Hamas says it released two American hostages

UPDATE: Hamas announced today that it has released two U.S. hostages it had been holding for nearly two weeks, according to three people with knowledge of the matter.

GAZA STRIP — After days of tense negotiations involving U.S., Israeli and Qatari officials, Hamas has expressed a willingness to release women and children it holds captive. But the group acknowledged that it does not have custody of all the hostages seized in the attack on Israel 10 days ago, a diplomat with knowledge of the talks and a former U.S. official briefed on the matter said.

Some of the hostages are held by Palestinian Islamic Jihad, another group based in Gaza, the officials said, and others are held by “random Gaza citizen opportunists,” the former U.S. official said. Hamas, which controls Gaza, is trying to gain custody of all of the captives but says it cannot amid continued bombing, the sources said.

The sources spoke shortly after a senior Hamas official told NBC News’ Richard Engel that the group is willing to immediately release all civilian hostages — foreign and Israeli — if Israel stops its airstrikes on Gaza.

The Hamas official said the hostages could be released within the hour as long as Israel meets its terms.

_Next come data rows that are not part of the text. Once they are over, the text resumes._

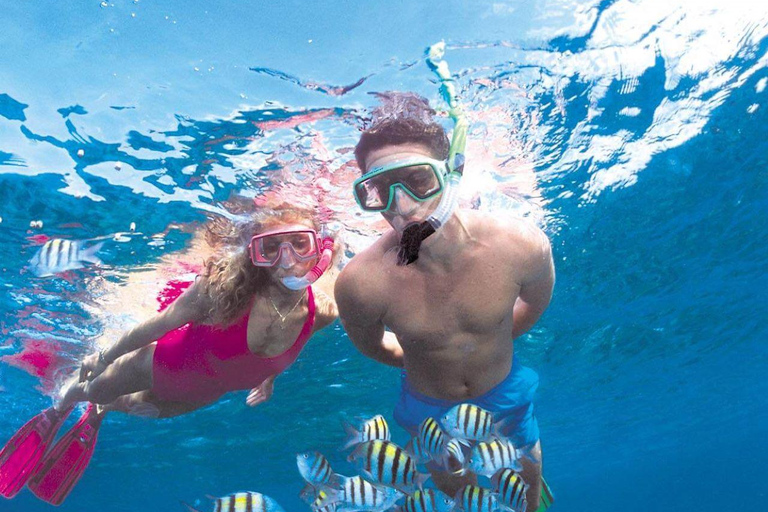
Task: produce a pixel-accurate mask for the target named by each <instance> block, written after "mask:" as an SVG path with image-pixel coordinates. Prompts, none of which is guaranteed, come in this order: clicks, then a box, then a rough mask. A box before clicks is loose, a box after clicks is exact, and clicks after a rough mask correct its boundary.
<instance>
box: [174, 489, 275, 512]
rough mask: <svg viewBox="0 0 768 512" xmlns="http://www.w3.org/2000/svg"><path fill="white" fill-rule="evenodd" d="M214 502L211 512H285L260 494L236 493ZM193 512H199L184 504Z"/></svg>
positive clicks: (224, 497)
mask: <svg viewBox="0 0 768 512" xmlns="http://www.w3.org/2000/svg"><path fill="white" fill-rule="evenodd" d="M212 499H213V500H214V508H213V512H285V510H283V507H281V506H280V505H279V504H278V503H277V502H276V501H275V500H274V499H272V498H270V497H269V496H266V495H264V494H261V493H260V492H250V491H243V492H236V493H235V494H230V495H229V496H224V497H223V498H212ZM184 505H186V507H187V508H188V509H189V510H191V511H193V512H200V511H199V510H197V509H196V508H193V507H192V506H190V505H188V504H186V503H185V504H184Z"/></svg>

He claimed that there is no safe place to release them now.

Gershon Baskin, an Israeli activist who helped secure the release of captured Israeli soldier Gilad Shalit in 2011, noted that it is essentially the same message the Iranian Foreign Affairs Ministry put out Monday. “I think this is a false message, psychological warfare. It means nothing,” Baskin told NBC News.

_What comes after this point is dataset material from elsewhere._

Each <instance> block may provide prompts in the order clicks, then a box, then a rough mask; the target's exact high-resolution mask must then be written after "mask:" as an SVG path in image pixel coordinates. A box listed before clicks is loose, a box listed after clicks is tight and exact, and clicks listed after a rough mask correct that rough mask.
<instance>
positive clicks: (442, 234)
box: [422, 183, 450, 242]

He said he sees it as unrealistic, because “there are no guarantees that Israel will give that it won’t renew the fighting, and Hamas knows that.” Baskin said he thinks the only way an agreement could be reached would be if Hamas released women, children, the elderly and the sick in exchange for Palestinian women and minors held in Israel.

The U.S. has sent a team of intelligence specialists to help locate the hostages, Biden administration officials have said, but the chances of a successful military rescue are seen as remote. \

“We have 22 years of experience hunting people, and we’re really good at it,” said Christopher O’Leary, a former FBI official who retired this year after having run a multiagency U.S. government hostage recovery unit. But, he said, “there has not been a complex hostage situation like this in the modern era. It’s an active war zone filled with tunnels.”

Talks on the fate of the hostages have been ongoing “since day one,” said the diplomat, who asked not to be named because of the sensitivity of the issue. “In the early days, Hamas was pushing for an exchange of prisoners,” the diplomat said, “but they have finally accepted that wasn’t going to be the case.”

Hamas insists on keeping any member of the Israeli military captive, but it “appears to have understood that civilians will have to be released without a trade,” the diplomat added. “Discussions are ongoing and have been more positive recently, but no breakthrough yet.”

The former U.S. official said Hamas had not decided whether to release male civilians who are Israeli citizens and not dual passport holders.

Israel, which is preparing for a possible ground invasion of Gaza, steadfastly refuses to exchange prisoners for hostages, the sources said. 

A third source, a senior Western diplomat, portrayed the talks as tenuous.  “It’s clear there is a dialog between Hamas, Qatar and Israel, but ‘negotiations’ is probably an overstatement,” the diplomat said. “It’s a channel. Qatar has more leverage than anyone else but not as much as they’d like.”

Underscoring the complexity of the situation, Hamas’ chief hostage negotiator, Osama Mazini, was killed in an Israeli airstrike this week, the Israel Defense Forces said in a statement. And hundreds of Palestinians were reported killed after an explosion at a Gaza hospital.

President Joe Biden will be the first world leader with citizens among the hostages to visit Israel on Wednesday. Others, including German Chancellor Olaf Scholz and British Prime Minister Rishi Sunak, are set to follow. 

A British official confirmed Sunak has asked the emir of Qatar, Sheik Tamim bin Hamad al-Thani, to help secure the hostages’ release.

Since the crisis began, “Qatari officials have been in touch with Hamas almost every day at varying levels,” said the diplomat with knowledge of the talks.

For many years, Qatar has played interlocutor with Hamas, allowing its political wing to set up an office in the capital, Doha. Under an agreement among Qatar, Israel and Hamas, millions of dollars in humanitarian aid are sent to Gaza.

But even the Qataris failed to predict the Hamas attack on Israel 10 days ago, a Western diplomat said.

“The Qataris have been pretty burnt by this whole thing,” the diplomat said. “They were invested in their role being able to talk to everyone and in Hamas becoming a more moderate organization.”